Veteran politician and minister, Tom O’Donnell, has died

Colleagues: Former Fine Gael ministers Tom O’Donnell (left) and Patrick Cooney. Photo: Frank McGrath

John Downing

Tom O’Donnell, one of the last survivors of the government led by Liam Cosgrave, had died.

Mr O’Donnell, a native of Limerick, was a major figure in Irish public life for 30 years, and was one of just two surviving links to a Fine Gael-Labour coalition led by Liam Cosgrave from 1973 to 1977. The last surviving member of Mr Cosgrave’s “government of all the talents” is Patrick Cooney of Westmeath who was Justice Minister.

Against the odds Tom O’Donnell overcame profound deafness and resultant speech difficulties to forge a highly successful career in politics.

Aged 94, he was a successful TD, Euro MEP, and minister, who continued with considerable voluntary community service long after his retirement from electoral politics in June 1989. A charming and generous man, he was popular among colleagues and rivals across all parties, and he brought a genuine concern about people and communities to his politics.

Tom O'Donnell

Tom O’Donnell came from east Limerick farming stock with a long tradition of involvement in politics.
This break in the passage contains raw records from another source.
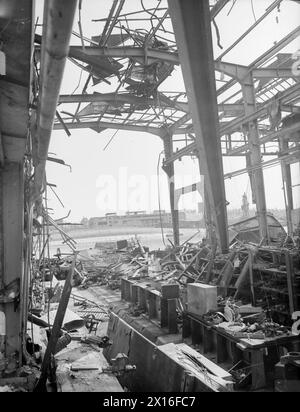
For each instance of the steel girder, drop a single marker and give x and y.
(191, 21)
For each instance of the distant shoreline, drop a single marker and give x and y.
(111, 231)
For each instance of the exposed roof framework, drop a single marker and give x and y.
(134, 56)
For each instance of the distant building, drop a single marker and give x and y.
(136, 218)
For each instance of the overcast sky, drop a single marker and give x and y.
(123, 177)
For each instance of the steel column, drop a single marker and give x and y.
(255, 155)
(57, 29)
(12, 255)
(192, 27)
(168, 147)
(287, 185)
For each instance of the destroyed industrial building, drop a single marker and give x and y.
(217, 310)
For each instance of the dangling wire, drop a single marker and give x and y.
(159, 203)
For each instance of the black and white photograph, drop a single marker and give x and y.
(149, 199)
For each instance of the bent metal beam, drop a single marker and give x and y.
(57, 29)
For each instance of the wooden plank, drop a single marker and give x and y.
(211, 366)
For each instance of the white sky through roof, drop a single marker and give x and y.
(130, 161)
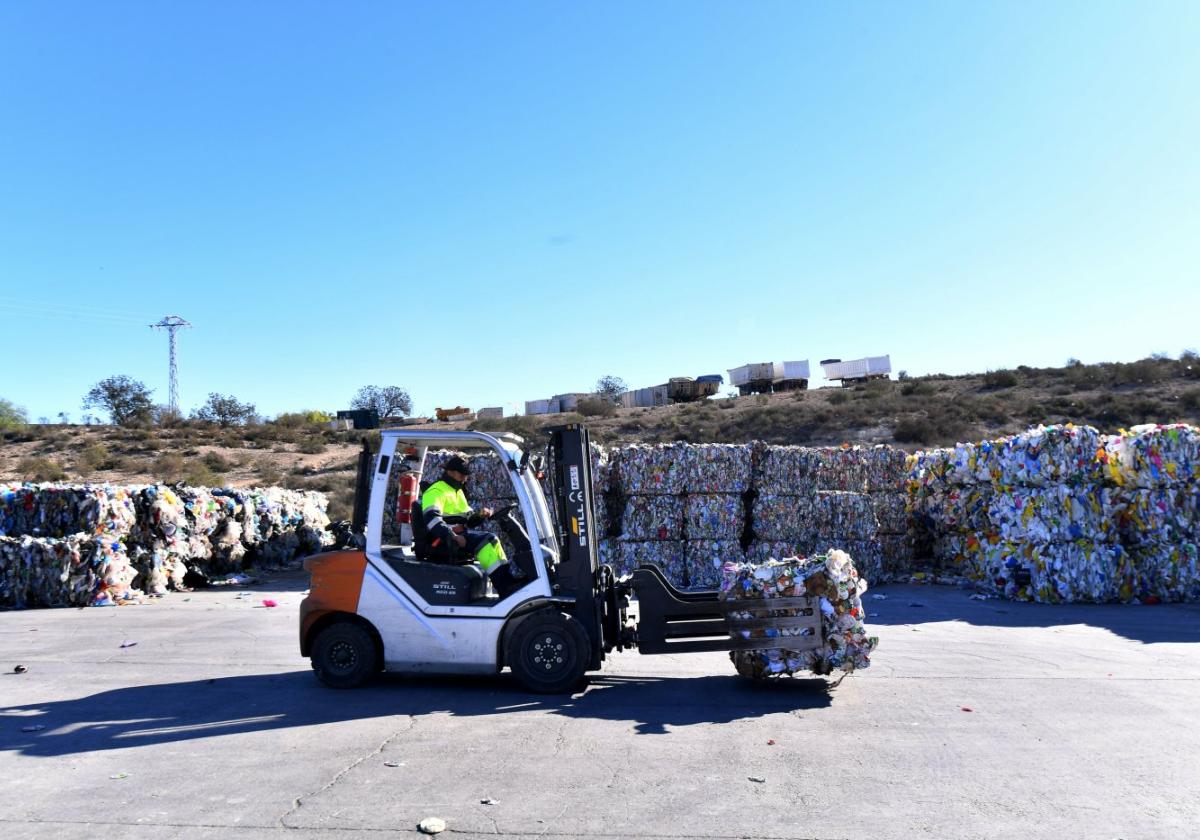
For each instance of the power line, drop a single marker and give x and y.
(172, 323)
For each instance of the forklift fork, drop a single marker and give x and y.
(670, 621)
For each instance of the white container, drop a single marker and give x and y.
(858, 369)
(759, 371)
(796, 370)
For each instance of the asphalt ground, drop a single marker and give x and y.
(977, 719)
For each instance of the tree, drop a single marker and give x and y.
(226, 411)
(125, 400)
(387, 401)
(12, 415)
(611, 388)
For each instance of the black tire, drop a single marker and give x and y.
(345, 655)
(549, 652)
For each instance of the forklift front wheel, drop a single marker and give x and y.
(343, 655)
(549, 652)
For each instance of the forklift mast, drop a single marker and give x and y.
(576, 574)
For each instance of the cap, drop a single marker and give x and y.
(459, 465)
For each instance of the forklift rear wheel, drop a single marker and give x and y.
(343, 655)
(549, 652)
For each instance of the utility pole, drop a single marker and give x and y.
(172, 323)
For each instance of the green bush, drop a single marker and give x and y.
(94, 457)
(999, 379)
(216, 462)
(595, 408)
(311, 445)
(41, 469)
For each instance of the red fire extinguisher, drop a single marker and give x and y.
(409, 487)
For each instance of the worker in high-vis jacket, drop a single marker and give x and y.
(449, 520)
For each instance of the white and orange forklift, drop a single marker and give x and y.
(387, 604)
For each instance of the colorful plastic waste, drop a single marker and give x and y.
(652, 517)
(714, 516)
(1153, 456)
(144, 538)
(666, 555)
(834, 582)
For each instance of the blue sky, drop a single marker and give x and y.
(487, 203)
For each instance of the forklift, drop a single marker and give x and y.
(393, 606)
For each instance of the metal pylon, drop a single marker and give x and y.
(172, 323)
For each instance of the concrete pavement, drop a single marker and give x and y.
(1080, 724)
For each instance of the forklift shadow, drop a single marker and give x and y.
(142, 715)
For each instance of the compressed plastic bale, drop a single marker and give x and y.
(714, 516)
(47, 571)
(652, 517)
(667, 556)
(953, 508)
(847, 515)
(1053, 514)
(1039, 456)
(63, 509)
(859, 469)
(761, 551)
(834, 582)
(705, 561)
(718, 468)
(642, 469)
(114, 571)
(1159, 515)
(1153, 456)
(891, 511)
(1060, 573)
(785, 471)
(781, 519)
(1163, 571)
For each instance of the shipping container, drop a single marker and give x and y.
(796, 370)
(869, 367)
(760, 371)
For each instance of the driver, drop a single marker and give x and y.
(449, 520)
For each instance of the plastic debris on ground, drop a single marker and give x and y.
(833, 580)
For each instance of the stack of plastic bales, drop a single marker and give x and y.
(1156, 477)
(679, 508)
(832, 579)
(102, 544)
(717, 479)
(784, 503)
(76, 570)
(849, 498)
(649, 483)
(1027, 514)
His paternal grandfather was a Land League activist who was jailed for a time, and his mother’s brother, Dick O’Connell, was an IRA leader in the War of Independence who later served as a Cumann na nGaedhal TD.

After school in Cappamore national school, CBS Charleville, Crescent College in Limerick city, and studies St Patrick’s College, Thurles, and UCD, he became a teacher working in Dublin. Then he returned to his parents’ home at Dromin, near Kilmallock, where he threw himself into local activism and politics.

He worked for the trail-blazing community organisation Muntir na Tíre and for a time edited their magazine, Landmark. In 1961 he was elected Fine Gael TD for Limerick East, holding that seat in eight subesequent general elections.

In February 1973 he was expected to be appointed to Liam Cosgrave’s cabinet - but the surprise was that he was made Gaeltacht minister. At age 46 he had to quickly re-learn Irish, a subject he had not studied since he was at secondary school.

He was extremely successful at re-mastering the language and soon became known as a dynamic minister who visited every corner of the Gaeltacht and the off-shore islands, and tried to push the departmental boundaries to further regional development. He was satirised as “Tom the Scholar” on Frank Hall’s topical television programme, “Hall’s Pictoral Weekly,” which accurately depicted him as bookish and thoughtful.

When Garret FitzGerald took over the Fine Gael leadership in 1977, Tom O’Donnell was among a group who fell out of favour. He successfully switched his attentions to the European Parliament where he made his mark over 10 years among the Christian Democrat group while also retaining a Dáil seat.

In February 1987 he was among a group of 19 Fine TDs who lost their seats as the newly-formed Progressive Democrats swept the country. In June 1989, having contested seven elections in just 10 years, he admitted to burnout and retired from elected politics.

But he continued for several more decades working in local projects and he was given a special award for this by Limerick County Council in 2001 and by Limerick City Council in 2005. Mr O’Donnell is survived by his wife, Helen, and their son, Thomas.